• Change in global quality of life (G-QOL) as measured at baseline and after study completion [ Designated as safety issue: No ]
  

• G-QOL after study completion [ Designated as safety issue: No ]
  
• Communication as measured by patients' estimation of physicians' compassion and attribute and physicians' satisfaction with patient-physician communication [ Designated as safety issue: No ]
  
• Change in symptoms and syndromes as measured by difference in Edmonton Symptom Assessment Scale Score, Karnofsky performance status, weight, shortness of breath, nutritional intake, and 3 patient chosen symptoms at baseline and after study completion [ Designated as safety issue: No ]
  
• Symptom management performance as measured by number of visits with a symptom load above a defined threshold of 5 symptoms without immediate intervention and number of accompanying persons in weeks 3-6 [ Designated as safety issue: No ]
  
• Factors influencing the change in G-QOL (i.e., tumor response [complete and partial response, stable or progressive disease], tumor type, predominant symptom, anxiety, complexity, education, hospitalization) [ Designated as safety issue: No ]
  
• Change in burden of illness and treatment over time [ Designated as safety issue: No ]
  
• Comparison of the number of mismatched decision-making preferences between weeks 3-6 [ Designated as safety issue: No ]
  

OBJECTIVES:

Primary

• Determine the effect of an electronic tool for monitoring symptoms and syndromes associated with advanced cancer (E-MOSAIC) and a Longitudinal Monitoring Sheet (LoMoS) on global quality of life (G-QOL) of patients with advanced incurable cancer receiving palliative anticancer treatment.

Secondary

• Determine if this tool affects communication between these patients and their treating physicians.
• Determine if this tool affects the symptoms and syndromes reported by these patients.
• Determine if this tool impacts symptom management performance.

Tertiary

• Identify factors influencing changes in G-QOL.
• Determine how patients adapt to illness and burden of treatment.
• Describe patients' decision-making preference.
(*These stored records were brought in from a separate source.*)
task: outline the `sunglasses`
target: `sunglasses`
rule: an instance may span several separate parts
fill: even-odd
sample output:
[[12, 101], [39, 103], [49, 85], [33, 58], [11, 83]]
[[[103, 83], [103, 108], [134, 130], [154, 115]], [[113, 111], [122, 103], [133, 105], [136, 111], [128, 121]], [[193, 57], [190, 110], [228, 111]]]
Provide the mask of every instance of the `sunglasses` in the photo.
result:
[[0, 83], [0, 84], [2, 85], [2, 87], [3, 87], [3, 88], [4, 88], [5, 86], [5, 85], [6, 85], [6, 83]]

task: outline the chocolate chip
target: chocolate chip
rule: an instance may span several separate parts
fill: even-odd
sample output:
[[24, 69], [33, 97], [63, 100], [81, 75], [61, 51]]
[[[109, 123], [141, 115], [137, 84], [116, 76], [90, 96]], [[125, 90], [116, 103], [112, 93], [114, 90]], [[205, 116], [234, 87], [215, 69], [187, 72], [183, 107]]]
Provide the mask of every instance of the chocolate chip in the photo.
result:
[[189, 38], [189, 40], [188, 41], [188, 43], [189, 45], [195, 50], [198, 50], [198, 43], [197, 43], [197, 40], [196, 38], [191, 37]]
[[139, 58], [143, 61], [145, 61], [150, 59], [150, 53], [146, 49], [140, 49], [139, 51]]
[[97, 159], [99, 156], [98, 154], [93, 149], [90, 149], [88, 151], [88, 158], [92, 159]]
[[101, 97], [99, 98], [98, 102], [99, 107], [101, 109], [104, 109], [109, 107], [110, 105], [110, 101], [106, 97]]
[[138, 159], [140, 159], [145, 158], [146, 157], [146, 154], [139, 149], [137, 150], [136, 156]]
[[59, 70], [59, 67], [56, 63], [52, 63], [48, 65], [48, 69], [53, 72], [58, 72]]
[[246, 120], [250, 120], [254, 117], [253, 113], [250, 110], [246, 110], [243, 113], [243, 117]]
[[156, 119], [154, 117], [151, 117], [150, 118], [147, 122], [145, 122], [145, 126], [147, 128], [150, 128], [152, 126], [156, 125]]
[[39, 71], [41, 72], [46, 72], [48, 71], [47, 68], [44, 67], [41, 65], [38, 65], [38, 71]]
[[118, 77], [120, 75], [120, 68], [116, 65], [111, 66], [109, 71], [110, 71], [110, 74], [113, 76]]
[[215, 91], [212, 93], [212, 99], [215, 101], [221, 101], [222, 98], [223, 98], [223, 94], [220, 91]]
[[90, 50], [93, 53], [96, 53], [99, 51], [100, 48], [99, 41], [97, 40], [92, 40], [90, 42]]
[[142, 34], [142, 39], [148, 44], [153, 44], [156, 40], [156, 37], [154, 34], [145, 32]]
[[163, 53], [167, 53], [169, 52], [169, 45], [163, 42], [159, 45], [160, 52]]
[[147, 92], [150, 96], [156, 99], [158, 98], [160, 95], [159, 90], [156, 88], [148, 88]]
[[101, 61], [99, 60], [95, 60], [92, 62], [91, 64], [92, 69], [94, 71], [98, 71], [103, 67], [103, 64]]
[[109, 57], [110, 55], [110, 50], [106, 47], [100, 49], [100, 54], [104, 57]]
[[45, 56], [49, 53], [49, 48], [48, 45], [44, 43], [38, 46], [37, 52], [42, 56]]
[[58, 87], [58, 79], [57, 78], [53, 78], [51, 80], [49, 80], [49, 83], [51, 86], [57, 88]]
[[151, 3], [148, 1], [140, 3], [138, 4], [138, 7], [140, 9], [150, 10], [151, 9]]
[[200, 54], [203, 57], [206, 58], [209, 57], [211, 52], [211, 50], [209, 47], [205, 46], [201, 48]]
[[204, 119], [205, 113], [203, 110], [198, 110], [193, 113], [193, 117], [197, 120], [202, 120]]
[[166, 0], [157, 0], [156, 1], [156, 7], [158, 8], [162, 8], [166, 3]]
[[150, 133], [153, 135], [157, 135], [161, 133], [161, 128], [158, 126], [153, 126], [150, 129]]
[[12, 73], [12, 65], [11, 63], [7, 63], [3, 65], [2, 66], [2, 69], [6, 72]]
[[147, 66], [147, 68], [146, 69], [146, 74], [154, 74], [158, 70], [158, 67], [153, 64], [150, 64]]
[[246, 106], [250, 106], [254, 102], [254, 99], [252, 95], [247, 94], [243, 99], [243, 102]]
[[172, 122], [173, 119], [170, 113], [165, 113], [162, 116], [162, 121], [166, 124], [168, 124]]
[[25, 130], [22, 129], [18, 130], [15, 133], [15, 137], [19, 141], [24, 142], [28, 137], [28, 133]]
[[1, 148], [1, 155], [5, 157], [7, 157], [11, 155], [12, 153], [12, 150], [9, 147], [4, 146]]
OUTLINE: This is a controlled, randomized, longitudinal, multicenter study. Physicians are stratified according to participating center. Physicians are randomized to 1 of 2 arms. All patients allocated to a physician undergo the same intervention.

• Arm I: Patients complete a weekly symptom assessment and nutritional intake using a Palm-based monitoring tool. Nurses record weight and Karnofsky performance status (KPS) scores weekly. A proof of electronic transfer sheet is printed and stored.
• Arm II: Patients complete a weekly assessment comprising visual analogue scales (VAS) of pain, fatigue, drowsiness, nausea, anxiety, depression, shortness of breath, loss of appetite, and overall well-being; up to 3 optional symptoms selected by the patient; and an estimated nutritional intake using an electronic tool for monitoring symptoms and syndromes associated with advanced cancer (E-MOSAIC). Nurses record the patient's weight, KPS score, body mass index, and assessment of current medication for pain (i.e., morphine-equivalent daily dose), fatigue, and anorexia/cachexia syndromes weekly. A Longitudinal Monitoring Sheet (LoMoS) is printed (comprising VAS of pain, pain medication, fatigue, KPS, medication for fatigue [i.e., methylphenidate hydrochloride or epoetin alfa], anorexia, weight change, nutritional intake, medication, supplements, counseling for anorexia, VAS of individually selected symptoms) and stored.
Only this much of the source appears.